Il n’assure pas l’exercice effectif au droit à l’éducation, à la santé, au logement, à des retraites justes et dignes, à un environnement sain. Il ne fait que créer dans tous ces domaines, d’amples opportunités pour leur marchandisation, pour le détournement de la responsabilité et des ressources de l’Etat vers des entrepreneurs privés, et celui des coûts et des conséquences vers les citoyens.
Il ne garantit pas le droit à la diversité culturelle et n’envisage ni la reconnaissance nationale ni l’autonomie réelle des peuples dits indigènes.
Il prévoit de larges garanties pour le droit de propriété, mais aucun mécanisme qui permette des garanties pour exercer le droit à la propriété.
Dans le domaine du travail, il consacre un régime ouvertement anti-populaire qui annule, dans la pratique, le droit de faire la grève, le droit de se syndiquer et celui à la négociation collective.
Il ne donne pas de réelles garanties pour les droits relatifs aux différences de genre, les droits reproductifs, le droit à la reconnaissance de la diversité sexuelle.
Il n’établit absolument pas la souveraineté, la propriété, l’usufruit ni l’administration commune des ressources naturelles, au service du pays: dans le domaine minier, de la pêche et de la forêt, en ce qui concerne les sources et les modes de génération d’énergie; l’utilisation collective et démocratique du spectre radioélectrique; le patrimoine génétique de notre flore et de notre faune.
Il consacre un système pénal ouvertement discriminatoire, avec des lois et des réglementations qui dénaturent gravement les droits pénaux, de procédures et pénitentiaires, qui criminalisent facilement et de manière sommaire des secteurs entiers de la population, permettant la violation quotidienne des Droits humains fondamentaux.
4. Vers une Assemblée constituante
Une Constitution dont découle un système politique et institutionnel:
• qui dénature la représentation de la souveraineté populaire,
• qui ne permet pas la participation citoyenne directe et effective, qui soumet les droits économiques, sociaux et culturels aux besoins du marché,
• qui transforme les droits fondamentaux en systèmes d’indemnités et d’allocations variables,
• qui octroie toutes sortes de privilèges et de garanties à une minorité de la population et qui escamote les droits des larges majorités,
• n’est pas une Constitution démocratique.

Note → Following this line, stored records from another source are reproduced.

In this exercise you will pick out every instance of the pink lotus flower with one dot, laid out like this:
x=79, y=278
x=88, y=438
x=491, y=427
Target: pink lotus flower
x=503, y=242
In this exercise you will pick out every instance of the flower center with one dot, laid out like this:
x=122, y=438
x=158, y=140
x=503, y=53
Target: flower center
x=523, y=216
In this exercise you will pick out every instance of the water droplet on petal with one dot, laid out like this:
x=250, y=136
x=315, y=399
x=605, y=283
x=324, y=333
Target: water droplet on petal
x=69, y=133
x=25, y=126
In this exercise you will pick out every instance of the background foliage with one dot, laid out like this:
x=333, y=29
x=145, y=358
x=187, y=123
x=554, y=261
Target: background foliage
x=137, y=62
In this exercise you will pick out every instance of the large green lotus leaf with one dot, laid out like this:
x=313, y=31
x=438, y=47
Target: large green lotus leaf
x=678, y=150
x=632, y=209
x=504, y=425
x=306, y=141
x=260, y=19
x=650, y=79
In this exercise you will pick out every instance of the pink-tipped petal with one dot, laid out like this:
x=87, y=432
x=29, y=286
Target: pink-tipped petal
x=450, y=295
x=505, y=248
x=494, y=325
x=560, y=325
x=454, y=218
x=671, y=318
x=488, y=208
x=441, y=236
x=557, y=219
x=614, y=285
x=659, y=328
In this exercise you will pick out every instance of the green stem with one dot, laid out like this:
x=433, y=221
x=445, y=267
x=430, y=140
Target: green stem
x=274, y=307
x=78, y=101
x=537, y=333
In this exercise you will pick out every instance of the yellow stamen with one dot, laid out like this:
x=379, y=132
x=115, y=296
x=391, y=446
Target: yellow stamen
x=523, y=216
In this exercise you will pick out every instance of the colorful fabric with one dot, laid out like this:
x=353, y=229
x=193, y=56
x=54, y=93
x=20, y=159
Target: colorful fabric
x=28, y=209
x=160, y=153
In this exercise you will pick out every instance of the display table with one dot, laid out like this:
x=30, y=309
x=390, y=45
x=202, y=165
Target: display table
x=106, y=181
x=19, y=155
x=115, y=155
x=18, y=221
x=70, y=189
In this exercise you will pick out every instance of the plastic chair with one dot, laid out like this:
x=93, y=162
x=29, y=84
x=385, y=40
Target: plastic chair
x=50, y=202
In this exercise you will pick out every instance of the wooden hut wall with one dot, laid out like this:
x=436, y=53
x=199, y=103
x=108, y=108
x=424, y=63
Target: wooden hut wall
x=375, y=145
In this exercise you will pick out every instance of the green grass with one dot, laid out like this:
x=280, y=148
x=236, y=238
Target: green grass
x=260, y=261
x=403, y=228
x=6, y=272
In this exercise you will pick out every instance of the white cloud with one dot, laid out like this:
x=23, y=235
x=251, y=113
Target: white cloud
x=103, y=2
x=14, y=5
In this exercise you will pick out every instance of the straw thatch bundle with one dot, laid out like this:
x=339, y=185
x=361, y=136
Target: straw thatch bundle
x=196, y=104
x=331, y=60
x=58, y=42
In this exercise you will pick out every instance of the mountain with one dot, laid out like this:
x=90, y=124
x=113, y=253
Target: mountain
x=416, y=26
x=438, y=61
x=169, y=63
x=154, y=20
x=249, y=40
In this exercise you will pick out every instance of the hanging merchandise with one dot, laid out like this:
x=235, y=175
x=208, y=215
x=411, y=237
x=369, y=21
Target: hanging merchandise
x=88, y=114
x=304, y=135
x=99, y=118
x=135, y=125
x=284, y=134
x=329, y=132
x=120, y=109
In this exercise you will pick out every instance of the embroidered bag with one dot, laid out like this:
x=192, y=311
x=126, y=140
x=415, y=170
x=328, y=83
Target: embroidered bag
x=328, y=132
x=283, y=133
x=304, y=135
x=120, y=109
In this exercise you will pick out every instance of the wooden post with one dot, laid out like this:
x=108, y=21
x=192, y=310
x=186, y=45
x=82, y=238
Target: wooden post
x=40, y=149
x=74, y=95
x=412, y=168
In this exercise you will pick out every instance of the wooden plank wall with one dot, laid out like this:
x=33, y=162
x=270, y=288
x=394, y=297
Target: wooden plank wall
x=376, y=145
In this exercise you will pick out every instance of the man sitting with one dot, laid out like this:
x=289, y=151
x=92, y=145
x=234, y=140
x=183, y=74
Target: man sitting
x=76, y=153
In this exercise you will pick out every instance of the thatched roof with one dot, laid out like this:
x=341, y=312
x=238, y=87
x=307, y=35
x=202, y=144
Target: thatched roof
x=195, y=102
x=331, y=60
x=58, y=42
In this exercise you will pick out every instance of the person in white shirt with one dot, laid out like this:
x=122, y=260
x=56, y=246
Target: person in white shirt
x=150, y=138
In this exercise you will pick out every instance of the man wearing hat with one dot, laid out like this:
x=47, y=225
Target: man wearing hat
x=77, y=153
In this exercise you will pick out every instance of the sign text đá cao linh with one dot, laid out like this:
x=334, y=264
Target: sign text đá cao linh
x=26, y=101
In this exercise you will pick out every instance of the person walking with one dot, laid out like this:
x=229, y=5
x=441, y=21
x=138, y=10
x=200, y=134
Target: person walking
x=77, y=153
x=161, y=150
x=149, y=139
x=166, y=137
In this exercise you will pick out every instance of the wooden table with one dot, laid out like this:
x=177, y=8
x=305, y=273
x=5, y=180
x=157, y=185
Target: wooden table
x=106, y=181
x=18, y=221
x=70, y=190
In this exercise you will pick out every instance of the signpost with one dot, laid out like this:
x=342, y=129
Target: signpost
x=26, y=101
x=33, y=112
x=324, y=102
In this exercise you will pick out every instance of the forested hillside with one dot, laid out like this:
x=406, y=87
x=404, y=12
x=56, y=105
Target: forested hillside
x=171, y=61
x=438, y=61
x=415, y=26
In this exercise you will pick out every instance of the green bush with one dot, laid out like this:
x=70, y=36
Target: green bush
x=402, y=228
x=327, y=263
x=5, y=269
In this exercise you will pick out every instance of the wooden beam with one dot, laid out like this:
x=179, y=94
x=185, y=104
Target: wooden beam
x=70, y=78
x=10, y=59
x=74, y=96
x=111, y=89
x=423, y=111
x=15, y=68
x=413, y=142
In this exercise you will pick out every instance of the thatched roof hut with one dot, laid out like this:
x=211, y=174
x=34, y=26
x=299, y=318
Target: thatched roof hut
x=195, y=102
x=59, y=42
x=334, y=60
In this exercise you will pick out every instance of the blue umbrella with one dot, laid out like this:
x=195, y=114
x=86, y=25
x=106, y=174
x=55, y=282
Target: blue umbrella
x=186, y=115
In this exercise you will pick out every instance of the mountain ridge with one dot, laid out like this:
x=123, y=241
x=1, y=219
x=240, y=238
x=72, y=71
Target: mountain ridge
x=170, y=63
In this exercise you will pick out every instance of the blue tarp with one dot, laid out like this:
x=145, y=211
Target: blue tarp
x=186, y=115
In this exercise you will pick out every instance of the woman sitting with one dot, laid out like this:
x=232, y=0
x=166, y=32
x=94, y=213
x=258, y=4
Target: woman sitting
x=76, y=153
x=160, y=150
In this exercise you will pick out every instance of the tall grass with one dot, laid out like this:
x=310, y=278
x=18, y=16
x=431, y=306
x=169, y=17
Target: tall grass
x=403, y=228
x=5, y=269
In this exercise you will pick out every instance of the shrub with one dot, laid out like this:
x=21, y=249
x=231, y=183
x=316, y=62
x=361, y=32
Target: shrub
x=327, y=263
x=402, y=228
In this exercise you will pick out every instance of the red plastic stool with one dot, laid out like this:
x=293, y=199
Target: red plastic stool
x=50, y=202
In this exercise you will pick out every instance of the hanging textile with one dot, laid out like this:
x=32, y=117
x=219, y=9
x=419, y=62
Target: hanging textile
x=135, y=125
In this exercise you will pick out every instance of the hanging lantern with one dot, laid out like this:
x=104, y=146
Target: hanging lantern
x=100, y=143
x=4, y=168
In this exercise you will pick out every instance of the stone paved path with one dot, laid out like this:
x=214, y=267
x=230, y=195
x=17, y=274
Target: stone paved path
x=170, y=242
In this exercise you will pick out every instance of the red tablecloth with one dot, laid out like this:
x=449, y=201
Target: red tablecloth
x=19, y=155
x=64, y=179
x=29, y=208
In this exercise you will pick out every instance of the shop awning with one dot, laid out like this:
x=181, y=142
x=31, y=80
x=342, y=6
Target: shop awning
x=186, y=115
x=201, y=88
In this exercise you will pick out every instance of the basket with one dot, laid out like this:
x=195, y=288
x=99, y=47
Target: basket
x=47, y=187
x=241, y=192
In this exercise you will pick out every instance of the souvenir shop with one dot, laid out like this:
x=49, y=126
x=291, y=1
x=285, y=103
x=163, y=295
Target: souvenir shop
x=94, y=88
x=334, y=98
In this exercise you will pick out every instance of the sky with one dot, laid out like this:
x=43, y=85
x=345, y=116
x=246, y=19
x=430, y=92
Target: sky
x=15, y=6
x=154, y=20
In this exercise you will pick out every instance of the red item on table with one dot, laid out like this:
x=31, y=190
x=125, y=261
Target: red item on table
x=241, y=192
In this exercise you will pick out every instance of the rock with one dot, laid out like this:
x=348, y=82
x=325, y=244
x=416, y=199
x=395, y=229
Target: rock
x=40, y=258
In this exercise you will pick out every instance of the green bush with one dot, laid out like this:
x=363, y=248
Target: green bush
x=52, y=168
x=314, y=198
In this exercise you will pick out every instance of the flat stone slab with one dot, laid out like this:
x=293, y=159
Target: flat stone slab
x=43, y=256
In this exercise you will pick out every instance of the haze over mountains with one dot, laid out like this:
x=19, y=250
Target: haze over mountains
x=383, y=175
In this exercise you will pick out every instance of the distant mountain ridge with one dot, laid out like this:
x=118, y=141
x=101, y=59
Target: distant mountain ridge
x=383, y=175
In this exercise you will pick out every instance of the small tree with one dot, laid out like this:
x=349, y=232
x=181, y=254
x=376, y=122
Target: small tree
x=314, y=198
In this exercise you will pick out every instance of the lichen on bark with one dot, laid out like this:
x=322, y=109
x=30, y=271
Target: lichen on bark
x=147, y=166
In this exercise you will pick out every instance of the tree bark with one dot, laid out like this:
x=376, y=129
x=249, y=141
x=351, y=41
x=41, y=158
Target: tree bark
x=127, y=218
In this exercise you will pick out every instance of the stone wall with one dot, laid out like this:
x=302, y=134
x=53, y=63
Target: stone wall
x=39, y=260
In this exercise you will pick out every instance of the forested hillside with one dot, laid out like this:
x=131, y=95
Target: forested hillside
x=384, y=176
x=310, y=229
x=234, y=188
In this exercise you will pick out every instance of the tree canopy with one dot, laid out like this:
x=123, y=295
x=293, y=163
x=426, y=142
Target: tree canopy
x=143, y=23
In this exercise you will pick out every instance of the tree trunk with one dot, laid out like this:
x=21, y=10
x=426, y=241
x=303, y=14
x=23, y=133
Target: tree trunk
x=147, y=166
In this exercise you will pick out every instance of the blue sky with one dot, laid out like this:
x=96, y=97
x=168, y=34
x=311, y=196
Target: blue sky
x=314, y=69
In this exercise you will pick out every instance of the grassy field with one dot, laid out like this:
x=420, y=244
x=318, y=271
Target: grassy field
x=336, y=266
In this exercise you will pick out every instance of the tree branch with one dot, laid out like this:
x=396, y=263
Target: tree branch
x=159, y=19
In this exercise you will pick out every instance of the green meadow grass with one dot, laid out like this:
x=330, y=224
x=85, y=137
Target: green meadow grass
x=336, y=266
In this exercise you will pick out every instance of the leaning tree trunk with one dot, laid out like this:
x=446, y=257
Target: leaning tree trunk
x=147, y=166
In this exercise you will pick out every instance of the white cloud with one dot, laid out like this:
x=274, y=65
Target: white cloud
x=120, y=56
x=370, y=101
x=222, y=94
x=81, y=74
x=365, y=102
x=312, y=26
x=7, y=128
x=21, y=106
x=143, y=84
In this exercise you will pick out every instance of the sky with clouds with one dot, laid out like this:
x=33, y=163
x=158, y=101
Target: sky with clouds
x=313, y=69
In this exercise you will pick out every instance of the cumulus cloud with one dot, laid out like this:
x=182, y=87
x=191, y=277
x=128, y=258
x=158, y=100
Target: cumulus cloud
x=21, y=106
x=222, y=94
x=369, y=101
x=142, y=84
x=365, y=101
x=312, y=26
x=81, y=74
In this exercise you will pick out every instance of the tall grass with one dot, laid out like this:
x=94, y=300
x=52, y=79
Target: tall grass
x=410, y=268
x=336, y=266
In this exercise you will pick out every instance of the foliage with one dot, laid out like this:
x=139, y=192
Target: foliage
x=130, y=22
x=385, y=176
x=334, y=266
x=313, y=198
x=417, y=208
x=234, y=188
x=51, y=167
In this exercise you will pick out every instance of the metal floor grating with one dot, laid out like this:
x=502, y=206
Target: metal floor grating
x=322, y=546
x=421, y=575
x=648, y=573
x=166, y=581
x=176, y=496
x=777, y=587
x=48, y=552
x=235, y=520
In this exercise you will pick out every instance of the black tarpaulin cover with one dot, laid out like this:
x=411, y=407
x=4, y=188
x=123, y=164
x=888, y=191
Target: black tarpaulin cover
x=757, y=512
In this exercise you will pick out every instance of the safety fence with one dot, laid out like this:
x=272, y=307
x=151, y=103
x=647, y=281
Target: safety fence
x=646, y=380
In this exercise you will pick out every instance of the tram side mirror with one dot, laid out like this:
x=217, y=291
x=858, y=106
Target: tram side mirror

En tant que Forum pour l’Assemblée constituante, nous pensons qu’il est urgent et nécessaire de lancer un processus de changement réellement profond de tout ce système institutionnel, un processus qui soit conçu de manière démocratique à partir des secteurs les plus larges de citoyens.
Seule une Assemblée constituante peut devenir un premier pas vers la récupération de nos ressources naturelles, de nos droits fondamentaux et, surtout, de notre droit essentiel à vivre dans un système social dans lequel le respect réel et effectif des Droits humains ne soit pas dénaturé par les intérêts et l’avidité du marché.
Seule une nouvelle Constitution, conçue par une Assemblée constituante, peut entamer le chemin qui nous permettra de conquérir une démocratie réellement représentative, participative et sociale. (Traduction A l’Encontre)
Notes
[1] Le Forum pour l’Assemblée constituante publiera un document plus détaillé ayant trait aux origines et au développement de la Constitution chilienne actuelle, démontrant, pas à pas, comment l’élite politique a consacré sa logique et son contenu tels qu’ils furent dessinés et imposés, dès la première formulation, par la dictature.
[2] Le système binominal adopté par Pinochet – et inventé par Wojciech Jaruzerlski – fonctionne ainsi: les candidats des partis et indépendants se regroupent dans des listes ou coalitions. Chaque liste propose jusqu’à deux candidats par région électorale, province ou autre découpage. Les votes sont d’abord comptés par liste plutôt que par candidat et, à moins que la liste ayant le plus de voix n’ait le double de votes que la seconde liste, chacune des deux listes voit élu un de leurs candidats, celui ayant le plus de voix.